The SIBIUS platform leverages the latest neuroscientific research, which established a correlation between eye movements and tactile exploration, resulting in the Digitrack patent. Using simple, tablet-based tasks, the user explores blurred images with their finger and the exploration pathway is analyzed to assess their cognitive state and whether he/she is at risk of cognitive disorder.

In a pilot undertaken with Metropole de Lyon, France, 115 school children aged 3 and 4 underwent the test and 23 were found to be atypical. Furthermore, 13 students, most of whom were girls, were newly identified to be at risk and therefore invited for further monitoring and follow-on tests. This is significant because, as research has repeatedly found, medics and educators often overlook girls with cognitive disorders because their socialization effectively teaches them to mask ADHD/ autism characteristics more than that of their male counterparts.

SIBIUS wants to achieve systematic testing at a young age, just like the routine tests for eyesight, weight, and hearing that all children undergo throughout their primary years. “We want to test 13 million children in the next five years and, as a result, help detect at least 1 million suffering from neurodevelopment disorders,” said Avelines. “Being able to support kids from their youngest age is a game-changer for them, for their families and their teachers.” 

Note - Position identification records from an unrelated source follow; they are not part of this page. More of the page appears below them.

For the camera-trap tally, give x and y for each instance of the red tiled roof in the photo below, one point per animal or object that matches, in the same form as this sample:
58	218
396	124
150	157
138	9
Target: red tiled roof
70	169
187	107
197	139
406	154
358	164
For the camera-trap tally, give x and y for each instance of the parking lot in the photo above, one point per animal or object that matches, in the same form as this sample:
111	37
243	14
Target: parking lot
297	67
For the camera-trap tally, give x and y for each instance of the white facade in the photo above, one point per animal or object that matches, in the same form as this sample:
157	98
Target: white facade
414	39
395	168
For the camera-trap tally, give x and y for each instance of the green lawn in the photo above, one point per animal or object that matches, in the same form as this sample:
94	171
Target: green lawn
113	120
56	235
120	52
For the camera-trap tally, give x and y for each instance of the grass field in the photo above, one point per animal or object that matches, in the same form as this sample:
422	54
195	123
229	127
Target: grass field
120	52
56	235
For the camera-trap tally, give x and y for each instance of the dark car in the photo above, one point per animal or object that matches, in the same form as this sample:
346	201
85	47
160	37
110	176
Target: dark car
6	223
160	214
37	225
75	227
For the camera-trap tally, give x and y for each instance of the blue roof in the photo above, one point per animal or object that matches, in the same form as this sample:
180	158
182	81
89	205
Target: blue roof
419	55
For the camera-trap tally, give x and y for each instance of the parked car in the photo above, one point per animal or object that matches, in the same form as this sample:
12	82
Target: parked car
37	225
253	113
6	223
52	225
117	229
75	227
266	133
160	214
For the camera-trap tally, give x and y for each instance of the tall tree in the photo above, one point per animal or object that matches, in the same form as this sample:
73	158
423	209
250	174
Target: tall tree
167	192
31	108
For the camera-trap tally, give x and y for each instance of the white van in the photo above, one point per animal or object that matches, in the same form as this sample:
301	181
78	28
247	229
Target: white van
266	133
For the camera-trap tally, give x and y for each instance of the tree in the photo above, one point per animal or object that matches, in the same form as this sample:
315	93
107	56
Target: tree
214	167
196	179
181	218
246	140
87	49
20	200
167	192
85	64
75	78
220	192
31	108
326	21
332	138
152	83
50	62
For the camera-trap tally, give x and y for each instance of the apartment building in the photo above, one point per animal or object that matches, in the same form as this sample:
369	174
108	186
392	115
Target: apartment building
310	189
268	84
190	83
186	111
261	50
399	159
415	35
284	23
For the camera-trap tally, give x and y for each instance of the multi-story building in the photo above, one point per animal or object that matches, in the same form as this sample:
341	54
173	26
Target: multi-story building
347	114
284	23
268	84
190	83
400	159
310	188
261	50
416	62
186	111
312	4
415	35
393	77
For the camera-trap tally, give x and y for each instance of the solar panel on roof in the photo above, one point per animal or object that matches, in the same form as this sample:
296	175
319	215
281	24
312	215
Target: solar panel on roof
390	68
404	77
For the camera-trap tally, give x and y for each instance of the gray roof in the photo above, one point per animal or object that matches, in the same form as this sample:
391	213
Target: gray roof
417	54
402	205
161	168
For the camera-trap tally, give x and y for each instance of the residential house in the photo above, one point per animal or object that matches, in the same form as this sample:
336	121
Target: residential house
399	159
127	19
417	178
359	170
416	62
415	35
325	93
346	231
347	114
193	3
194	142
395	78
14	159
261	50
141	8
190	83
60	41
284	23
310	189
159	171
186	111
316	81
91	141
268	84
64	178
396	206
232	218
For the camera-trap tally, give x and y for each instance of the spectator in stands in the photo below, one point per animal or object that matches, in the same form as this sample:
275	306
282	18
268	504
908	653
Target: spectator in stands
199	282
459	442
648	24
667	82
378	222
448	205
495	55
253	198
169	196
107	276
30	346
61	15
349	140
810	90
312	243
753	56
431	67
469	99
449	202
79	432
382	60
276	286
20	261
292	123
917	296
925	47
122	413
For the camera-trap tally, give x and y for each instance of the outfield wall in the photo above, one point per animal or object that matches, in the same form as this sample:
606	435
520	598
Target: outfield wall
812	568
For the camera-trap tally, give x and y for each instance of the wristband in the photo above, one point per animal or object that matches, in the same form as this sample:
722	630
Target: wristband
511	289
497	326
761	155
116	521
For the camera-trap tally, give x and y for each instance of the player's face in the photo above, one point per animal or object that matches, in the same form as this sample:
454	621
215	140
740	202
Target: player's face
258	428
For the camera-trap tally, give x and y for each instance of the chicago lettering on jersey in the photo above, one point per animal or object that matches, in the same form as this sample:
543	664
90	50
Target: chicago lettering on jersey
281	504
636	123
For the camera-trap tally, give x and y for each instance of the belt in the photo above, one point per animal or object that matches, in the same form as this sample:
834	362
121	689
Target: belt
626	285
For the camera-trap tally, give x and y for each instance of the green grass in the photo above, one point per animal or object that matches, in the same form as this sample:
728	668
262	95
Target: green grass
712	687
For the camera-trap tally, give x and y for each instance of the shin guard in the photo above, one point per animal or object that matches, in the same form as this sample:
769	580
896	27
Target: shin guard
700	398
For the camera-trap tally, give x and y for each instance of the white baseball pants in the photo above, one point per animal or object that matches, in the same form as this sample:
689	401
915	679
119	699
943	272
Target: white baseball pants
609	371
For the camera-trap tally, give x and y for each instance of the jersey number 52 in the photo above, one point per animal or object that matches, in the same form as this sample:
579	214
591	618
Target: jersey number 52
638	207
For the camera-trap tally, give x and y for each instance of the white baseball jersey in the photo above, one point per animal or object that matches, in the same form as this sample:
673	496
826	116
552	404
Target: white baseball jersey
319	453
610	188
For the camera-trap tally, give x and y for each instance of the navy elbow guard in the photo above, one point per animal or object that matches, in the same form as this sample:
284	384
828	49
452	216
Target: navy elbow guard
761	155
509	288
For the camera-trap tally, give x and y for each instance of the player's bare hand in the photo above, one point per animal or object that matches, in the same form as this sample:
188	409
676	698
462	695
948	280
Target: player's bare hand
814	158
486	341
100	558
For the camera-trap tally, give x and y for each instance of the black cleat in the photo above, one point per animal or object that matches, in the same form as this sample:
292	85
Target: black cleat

SIBIUS uses artificial intelligence and patented Digitrack technologies to create the first objective marker for cognitive disorders

Change with your life’s priorities

Family is something Avelines has always put first in her career. In the mentoring work that she continues to do with MBA students, she sometimes draws from her own experience to explain that success is multi-faceted, and that flexibility is available if it is demanded.

“I’ve always privileged my family and my personal needs next to my career. Those do not have to be at the expense of each other. For example, my partner and I share the childcare no matter what,” she said. “For many years I left the office early to collect my kids from school and then logged back on from home after dinner. That flexibility was paramount to me,” she said.

Furthermore, Avelines believes that a career path need not entail a linear, upward curve. Developing real-world expectations is far more important than living according to a prescribed notion of success, she said. “I do not believe in the notion of a single professional purpose. Life happens, priorities change, interests change, and we have unique needs at different stages of life,” she said.

Her mentees often ask for advice on how to present an employment hiatus in an interview or how to manage an ambitious career alongside family demands. For female MBAs, who often undertake the course at the age when they are also thinking about having children, this can pose a serious dilemma. To them, Avelines’ advice is simple. 

“Tell your story and tell it truthfully. I have hired people who have had up to three-year career break to care for a loved one or be a more present parent. Authenticity is more important than a slick rĂ©sumĂ©. And the younger generation is much better at acknowledging and being open about their needs or choices than their predecessors,” she said.